Les ténèbres de la nuit

73 25 29
                                    

Quand j'ouvris les yeux, au milieu de la nuit, tout était silencieux dans la chambre. Terriblement, délicieusement silencieux. Effroyablement silencieux.
Il n'y avait plus aucun chuchotement, évanouis nos rires, disparus les frottements des draps sur ton corps.
Même au dehors le temps semblait s'être arrêté. Pas une voiture, pas un animal, même le vent avait fui.
Seule la nuit était là. La nuit et ses étoiles. La nuit et sa lune, reine d'argent, seule, si seule, dans le ciel.

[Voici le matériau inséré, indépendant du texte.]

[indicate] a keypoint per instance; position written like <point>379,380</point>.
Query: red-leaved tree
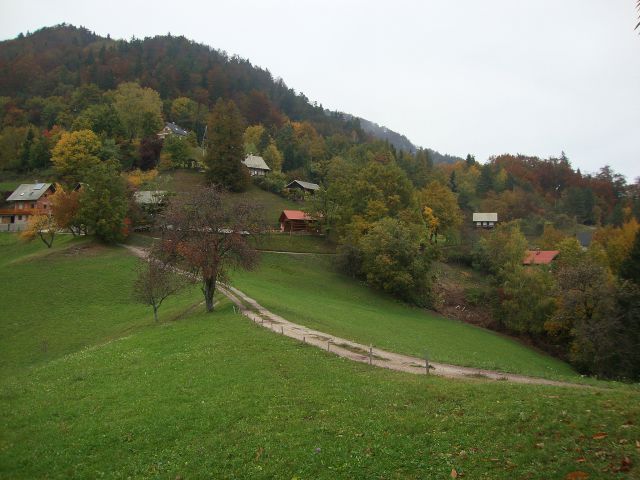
<point>204,234</point>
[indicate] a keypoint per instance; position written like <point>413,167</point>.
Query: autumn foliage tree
<point>156,281</point>
<point>75,154</point>
<point>41,226</point>
<point>65,207</point>
<point>205,234</point>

Jamais il ne m'avait semblé connaître un calme si merveilleux, si parfait, si désolant... si cruel.
Le monde était suspendu, retenant son souffle pour te permettre de t'évader en grand fracas. Fracas dans mon coeur, dans mes veines, dans mon esprit. Un fracas magistral, assourdissant par son calme, et ta présence, ta présence invisible et si insoutenable, ressortait partout où tu n'étais pas. Dans le miroir, vide de ton reflet ; dans le lit, vide de ton corps ; dans le silence, vide de ton rire.
Vide, vide, vide.

Pourtant tu étais là. Partout. Ton parfum régnait en maître des lieux sur chaque tissus, chaque vêtement. Ton fichu pull trainait encore sur le fauteuil où je l'avais laissé ; et je me retrouvais là, à l'observer sans l'approcher, m'arrachant le coeur à le fixer, mais incapable de détourner les yeux. Je me revoyais encore dedans, et cela ramenait le sourire que tu avais quand je portais tes affaires. Ton sourire, tes yeux brillants, tes cheveux sombres dans les ténèbres de notre dernier souvenir. Cruel souvenir.

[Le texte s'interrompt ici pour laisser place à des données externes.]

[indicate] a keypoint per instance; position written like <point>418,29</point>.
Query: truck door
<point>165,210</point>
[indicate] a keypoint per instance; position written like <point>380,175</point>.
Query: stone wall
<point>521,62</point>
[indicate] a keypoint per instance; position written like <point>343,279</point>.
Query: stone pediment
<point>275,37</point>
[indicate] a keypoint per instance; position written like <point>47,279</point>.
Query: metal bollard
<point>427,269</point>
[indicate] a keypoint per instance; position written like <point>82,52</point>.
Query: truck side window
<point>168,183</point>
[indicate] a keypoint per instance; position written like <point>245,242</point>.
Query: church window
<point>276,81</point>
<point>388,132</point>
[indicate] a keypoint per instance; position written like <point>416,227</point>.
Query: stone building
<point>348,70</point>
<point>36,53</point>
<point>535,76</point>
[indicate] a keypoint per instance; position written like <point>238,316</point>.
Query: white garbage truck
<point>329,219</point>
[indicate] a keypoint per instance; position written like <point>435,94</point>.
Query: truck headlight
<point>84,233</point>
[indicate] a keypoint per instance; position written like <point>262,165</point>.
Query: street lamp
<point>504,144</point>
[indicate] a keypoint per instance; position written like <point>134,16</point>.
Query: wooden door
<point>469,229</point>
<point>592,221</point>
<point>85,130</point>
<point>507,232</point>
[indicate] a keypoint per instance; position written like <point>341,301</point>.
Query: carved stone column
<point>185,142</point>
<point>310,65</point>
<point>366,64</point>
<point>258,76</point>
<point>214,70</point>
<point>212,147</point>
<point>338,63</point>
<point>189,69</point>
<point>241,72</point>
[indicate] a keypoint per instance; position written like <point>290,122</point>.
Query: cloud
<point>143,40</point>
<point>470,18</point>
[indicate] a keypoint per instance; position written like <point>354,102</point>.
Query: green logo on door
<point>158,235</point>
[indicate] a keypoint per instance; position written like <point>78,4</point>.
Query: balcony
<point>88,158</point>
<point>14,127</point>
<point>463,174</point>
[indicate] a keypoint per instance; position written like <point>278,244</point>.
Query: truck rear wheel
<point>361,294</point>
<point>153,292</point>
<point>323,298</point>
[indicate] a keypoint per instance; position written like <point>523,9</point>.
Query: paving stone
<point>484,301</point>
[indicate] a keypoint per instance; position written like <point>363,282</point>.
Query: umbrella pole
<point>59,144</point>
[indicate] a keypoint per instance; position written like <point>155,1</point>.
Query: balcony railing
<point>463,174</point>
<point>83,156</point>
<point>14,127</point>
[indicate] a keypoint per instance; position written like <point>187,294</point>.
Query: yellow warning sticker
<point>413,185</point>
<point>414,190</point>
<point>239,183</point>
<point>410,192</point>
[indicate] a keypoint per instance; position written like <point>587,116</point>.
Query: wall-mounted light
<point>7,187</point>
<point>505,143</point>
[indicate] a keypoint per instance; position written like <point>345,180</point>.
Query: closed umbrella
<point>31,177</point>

Toujours aucun bruit. Même mon coeur paraissait avoir cessé de battre. Il me semblait que le seul son qui pourrait me parvenir était celui de ta voix. Je ne voulais rien entendre d'autre que ta voix.
Cette même voix qui avait murmuré ces mots. Ceux qui m'empêchaient de dormir, ceux qui m'enlevaient la force de me lever, ceux qui effritaient ma joie.
Ceux qui servaient de cercueil à mon coeur, de moteur à ma tristesse, ceux que l'on retrouvait encore et encore dans mon carnet, ceux qui pulsaient dans ma tête, encore et encore ; dans une mélodie assourdissante, éffrenée, hystérique.
Ceux qui m'avaient laissée là, tremblante et désolée, à perdre haleine à force de sanglots, à respirer la pluie et les ténèbres, à attendre ton retour, désespérement.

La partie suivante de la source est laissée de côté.